Motor Controls: Importance of Protective Features

Electric motors have many applications in residential, commercial, and industrial settings. To accomplish their intended functions, they require reliable control and protection. Motors face exposure to several hazards that can reduce their service life. As well as major electrical faults can damage them beyond repair.

Well-designed motor control is complemented with adequate protection devices. The following are some of the main electrical hazards that must be considered:

  • Overload
  • Short circuits and ground faults
  • Stalling during start-up
  • Voltage imbalance
  • Phase loss and phase reversal
  • Undervoltage and overvoltage

Given the range of hazards to which they are exposed, electric motors must use a combination of devices. This article provides an overview of the most common protective features.

Motor Circuit Protectors (MCP)

A motor circuit protector is a magnetic device that responds to the current drawn by a motor. This device offers protection against high-current hazards. For example, short circuits, ground faults, and stalling during start-up. The magnetic field caused by these currents triggers the MCP, which disconnects the power supply to protect the motor.

An MCP does not respond to minor overloads, voltage issues, and phase imbalance, since these events do not produce a current peak. Therefore, other protection devices are necessary for these electrical hazards.

Overload Relay

Overload occurs when an electric motor draws continuous current above its nameplate value. This causes overheating. Even if a motor is slightly above rated current, it is still considered an overload.

An overload relay is a protection device with a slight delay in its response. This allows high-current events with a short duration, such as the inrush current when starting. An overload relay disconnects a motor when a current peak lasts longer than expected in normal operation. Based on their operating principle, overload relays can be described as thermal or electronic:

  • A thermal overload relay uses a bimetallic strip that expands with the heat released by high current. As the current magnitude increases, the thermal expansion and motor disconnection occur faster.
  • An electronic overload relay accomplishes the same function. But it measures current directly instead of relying on thermal expansion.

Electronic overload relays are more accurate and unaffected by ambient temperature. This is because they do not rely on thermal expansion. Although, they are also more expensive than thermal relays.

Motor Protection Circuit Breakers (MPCB)

A motor protection circuit breaker is a combined device. It has both an instant response and a delayed response. An MPCB has a magnetic protection element similar to an MCP. The element disconnects the motor immediately in response to high currents. Such as those caused by short circuits and ground faults. However, an MPCB also includes a delayed response like an overload relay. Which can be thermal or electronic.

In a few words, an MPCB combines the functions of an MCP and an overload relay. Additional protections are still necessary for voltage and phase issues.

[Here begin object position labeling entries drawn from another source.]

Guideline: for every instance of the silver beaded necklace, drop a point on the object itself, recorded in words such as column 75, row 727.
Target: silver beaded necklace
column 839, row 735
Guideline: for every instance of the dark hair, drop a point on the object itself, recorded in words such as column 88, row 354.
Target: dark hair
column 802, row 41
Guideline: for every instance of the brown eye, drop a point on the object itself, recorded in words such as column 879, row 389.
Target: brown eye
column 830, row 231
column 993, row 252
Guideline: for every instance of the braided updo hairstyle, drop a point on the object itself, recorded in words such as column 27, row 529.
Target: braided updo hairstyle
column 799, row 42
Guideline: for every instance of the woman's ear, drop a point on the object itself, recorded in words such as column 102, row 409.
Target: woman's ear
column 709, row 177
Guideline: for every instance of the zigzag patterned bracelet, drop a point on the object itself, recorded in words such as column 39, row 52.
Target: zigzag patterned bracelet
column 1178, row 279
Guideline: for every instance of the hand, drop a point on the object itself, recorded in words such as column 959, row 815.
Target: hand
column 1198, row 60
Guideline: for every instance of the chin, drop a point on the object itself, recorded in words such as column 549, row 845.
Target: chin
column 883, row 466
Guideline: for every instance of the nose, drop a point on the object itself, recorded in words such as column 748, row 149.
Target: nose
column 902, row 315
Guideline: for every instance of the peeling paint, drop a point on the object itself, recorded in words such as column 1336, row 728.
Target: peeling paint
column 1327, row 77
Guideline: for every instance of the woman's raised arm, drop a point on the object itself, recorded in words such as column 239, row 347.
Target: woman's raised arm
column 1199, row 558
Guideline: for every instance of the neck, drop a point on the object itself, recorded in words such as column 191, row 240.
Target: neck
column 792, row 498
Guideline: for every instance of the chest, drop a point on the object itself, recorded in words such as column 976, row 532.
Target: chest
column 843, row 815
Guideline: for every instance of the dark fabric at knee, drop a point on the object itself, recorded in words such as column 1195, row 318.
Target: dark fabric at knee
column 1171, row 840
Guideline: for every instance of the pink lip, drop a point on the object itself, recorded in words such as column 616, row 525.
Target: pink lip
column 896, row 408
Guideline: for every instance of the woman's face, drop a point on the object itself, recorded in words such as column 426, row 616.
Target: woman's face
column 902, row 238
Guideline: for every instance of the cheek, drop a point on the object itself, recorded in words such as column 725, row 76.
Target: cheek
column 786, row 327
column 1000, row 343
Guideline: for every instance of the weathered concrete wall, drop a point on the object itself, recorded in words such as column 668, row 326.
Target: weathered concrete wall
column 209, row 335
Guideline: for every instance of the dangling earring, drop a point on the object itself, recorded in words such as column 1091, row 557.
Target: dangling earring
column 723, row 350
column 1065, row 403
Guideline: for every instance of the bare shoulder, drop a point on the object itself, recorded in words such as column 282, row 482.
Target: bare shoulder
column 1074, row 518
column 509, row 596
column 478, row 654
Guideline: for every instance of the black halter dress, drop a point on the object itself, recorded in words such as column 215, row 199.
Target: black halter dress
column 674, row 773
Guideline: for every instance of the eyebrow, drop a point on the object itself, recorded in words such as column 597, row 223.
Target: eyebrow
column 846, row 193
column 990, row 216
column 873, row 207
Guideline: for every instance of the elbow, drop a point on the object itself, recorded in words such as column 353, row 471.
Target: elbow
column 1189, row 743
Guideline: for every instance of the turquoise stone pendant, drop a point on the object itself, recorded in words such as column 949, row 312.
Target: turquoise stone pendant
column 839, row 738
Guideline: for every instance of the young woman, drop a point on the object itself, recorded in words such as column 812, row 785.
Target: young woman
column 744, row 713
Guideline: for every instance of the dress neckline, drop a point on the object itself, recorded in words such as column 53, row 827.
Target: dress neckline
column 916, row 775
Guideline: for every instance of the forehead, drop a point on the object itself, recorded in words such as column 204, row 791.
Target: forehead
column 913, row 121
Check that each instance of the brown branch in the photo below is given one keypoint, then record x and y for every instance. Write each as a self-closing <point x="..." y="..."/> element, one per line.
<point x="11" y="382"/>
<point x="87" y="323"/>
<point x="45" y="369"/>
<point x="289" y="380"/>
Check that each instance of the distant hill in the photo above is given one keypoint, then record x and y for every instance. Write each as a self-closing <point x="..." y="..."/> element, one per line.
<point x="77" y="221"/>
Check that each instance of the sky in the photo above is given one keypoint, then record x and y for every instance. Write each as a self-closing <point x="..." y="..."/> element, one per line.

Voltage and Phase Monitors

Ideally, a three-phase motor should operate at rated voltage, and the phase voltages should be perfectly balanced. Yet, achieving this is unlikely in actual projects, and there is some tolerance for voltage variation and phase imbalance:

  • According to the US Department of Energy, most motors are designed to operate within 10% of their rated voltage. For example, if the nameplate voltage is 220V, the motor can operate from 198V to 242V.
  • A small phase imbalance is acceptable. But the difference between the lowest and highest voltages should not exceed 4%.
  • Undervoltage, overvoltage, and phase imbalance reduce the service life of motors. They also cause performance issues and overheating.

Electric motors can also be affected by single-phasing. Which occurs when one phase is disconnected completely. A motor can continue running in this condition. But it becomes unstable and its windings overheat. Also, noise and vibration increase with single-phasing.

Motors can also be affected by phase reversal. Which happens when two-phase voltages are switched. A phase reversal causes the motor to rotate in reverse, and the consequences will depend on the load. For example, a fan will move air in the opposite direction. But heavy industrial motors with the wrong phase sequence can cause severe accidents.

A voltage monitoring relay disconnects a motor when its operating voltage falls outside the optimal range. Typically, within 10% of the rated voltage. On the other hand, a phase monitoring relay disconnects a motor in response to phase loss, reversal, and excessive imbalance.

Conclusion

Electric motors need adequate controls and protection devices to meet their performance and safety requirements. Many electrical hazards can affect motors. No single protection device cannot respond to all. For this reason, motor controls must combine various protective features. 

The specific protection requirements for electric motors depends on the application. But in general, they must be guarded against voltage variations and excessive current. In the case of three-phase motors, protection devices must also ensure that phases are balanced and sequenced correctly.